Heat waves, droughts, fires, and super storms can result in “mass mortality wrecks,” especially when aggravated by climate change. As scorching temperatures become the norm in North America, small birds have to speed up their metabolisms to keep their bodies cool—but at some point they run out of energy, and their chance of survival plummets. Severe rainfall and offshore winds can also cause mass-mortality events for coastal birds: Models show the European Shag is particularly at risk.

Aggressive Predators

In some places, climate change is causing the hunters to become the hunted. Insectivores like the Collared Flycatcher and the Great Tit are facing more attacks from growing rodent populations in the Czech Republic. The higher temperatures favor the predators, which feed on eggs, allowing them to expand their ranks and loot more songbird nests. James Pearce-Higgins, the director of science at the British Trust for Ornithology, says that these types of changes in predator-and-prey interactions can further complicate where a species can survive. 

Exotic Viruses

Global warming is pushing diseases into former contagion-free zones. In the Hakalau National Wildlife Refuge in Hawaii, climate change is making the conditions farther up the mountains more suitable for malaria-carrying mosquitos, which are happily moving uphill and spreading the disease to new locations—and new birds. On a global scale, Butchart adds that environmental stressors could be making birds more susceptible to disease, but that connection is still not very clear.

The Upshot

The Messengers doesn't just predict these dire outcomes—the second half is dedicated to defining solutions that will work for people and wildlife. The core idea is that by making habitats healthier, they’ll be more resilient and better able to support wildlife. Additionally, the report points out that the obvious way to slow global warming and avert worst-case scenarios is to keep carbon in the ground.

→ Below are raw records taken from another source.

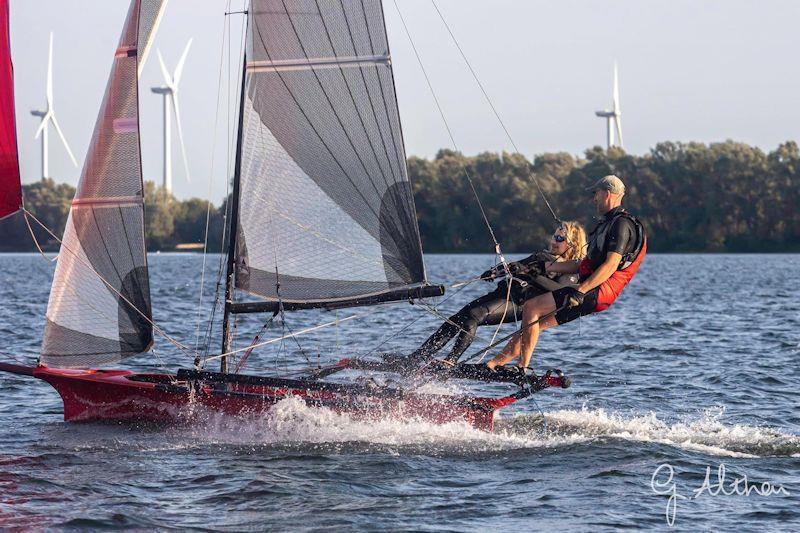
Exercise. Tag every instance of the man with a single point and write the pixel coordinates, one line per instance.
(616, 248)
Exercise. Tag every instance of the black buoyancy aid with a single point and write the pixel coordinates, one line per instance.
(597, 240)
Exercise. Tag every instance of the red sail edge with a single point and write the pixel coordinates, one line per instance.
(10, 185)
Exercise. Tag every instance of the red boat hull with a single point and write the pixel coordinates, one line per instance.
(116, 395)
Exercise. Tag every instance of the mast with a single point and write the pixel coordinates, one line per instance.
(227, 333)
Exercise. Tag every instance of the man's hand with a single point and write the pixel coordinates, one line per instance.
(489, 275)
(574, 298)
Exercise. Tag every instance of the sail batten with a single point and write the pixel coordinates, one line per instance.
(99, 308)
(326, 210)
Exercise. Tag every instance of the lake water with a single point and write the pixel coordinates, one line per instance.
(695, 366)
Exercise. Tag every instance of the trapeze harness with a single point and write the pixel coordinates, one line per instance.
(610, 289)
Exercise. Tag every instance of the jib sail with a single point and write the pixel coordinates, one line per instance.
(326, 211)
(99, 307)
(10, 187)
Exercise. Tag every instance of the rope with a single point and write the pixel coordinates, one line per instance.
(247, 353)
(33, 236)
(284, 337)
(507, 337)
(491, 105)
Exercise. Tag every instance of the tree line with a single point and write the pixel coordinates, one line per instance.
(692, 197)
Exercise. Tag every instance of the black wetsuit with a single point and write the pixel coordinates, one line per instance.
(488, 310)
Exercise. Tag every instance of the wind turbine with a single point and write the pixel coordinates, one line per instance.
(48, 116)
(613, 115)
(169, 92)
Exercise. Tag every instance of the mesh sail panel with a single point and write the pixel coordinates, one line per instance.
(99, 307)
(10, 186)
(325, 207)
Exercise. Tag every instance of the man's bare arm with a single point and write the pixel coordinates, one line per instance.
(602, 273)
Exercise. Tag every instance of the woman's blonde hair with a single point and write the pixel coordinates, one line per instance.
(576, 239)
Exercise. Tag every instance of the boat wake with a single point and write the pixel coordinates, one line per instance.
(292, 423)
(707, 434)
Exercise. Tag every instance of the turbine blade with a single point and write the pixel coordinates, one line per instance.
(179, 69)
(49, 90)
(145, 48)
(63, 139)
(177, 110)
(164, 70)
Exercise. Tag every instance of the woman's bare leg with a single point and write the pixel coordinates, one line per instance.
(509, 352)
(532, 311)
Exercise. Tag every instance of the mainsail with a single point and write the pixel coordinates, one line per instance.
(99, 307)
(325, 208)
(10, 187)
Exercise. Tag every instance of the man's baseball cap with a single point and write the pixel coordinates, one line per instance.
(609, 183)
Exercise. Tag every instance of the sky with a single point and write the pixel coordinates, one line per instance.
(689, 70)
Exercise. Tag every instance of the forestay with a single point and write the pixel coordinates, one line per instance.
(99, 307)
(326, 210)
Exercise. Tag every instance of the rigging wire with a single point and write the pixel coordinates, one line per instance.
(226, 214)
(225, 31)
(449, 131)
(491, 105)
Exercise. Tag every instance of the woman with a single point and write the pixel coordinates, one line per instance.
(503, 304)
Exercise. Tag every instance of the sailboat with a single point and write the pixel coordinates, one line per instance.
(321, 217)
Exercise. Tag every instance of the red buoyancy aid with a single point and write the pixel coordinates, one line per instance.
(610, 289)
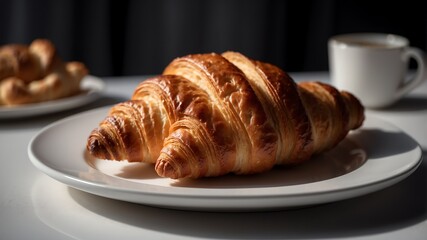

Simply put, old-school conservation may be the best prescription. Preserving natural barriers such as wetlands and reefs, enabling sustainable farming and forestry practices, monitoring wildlife populations through citizen science—these actions help preserve the environment, and are also feasible in developing countries that are facing threats but don’t have abundant infrastructure or technology. The report emphasizes conserving important bird and biodiversity areas, and also getting new places protective status. These spots are vital for birds—for shelter, for food, and for raising their chicks—but they’re also valuable for people. “The reason birds thrive in these places is because of the wealth of biological activity and vibrant ecology,” Audubon’s Chief Scientist Gary Langham says. “They give all of us healthy fisheries, clean water and air, and so many other things we need for a high quality of life.”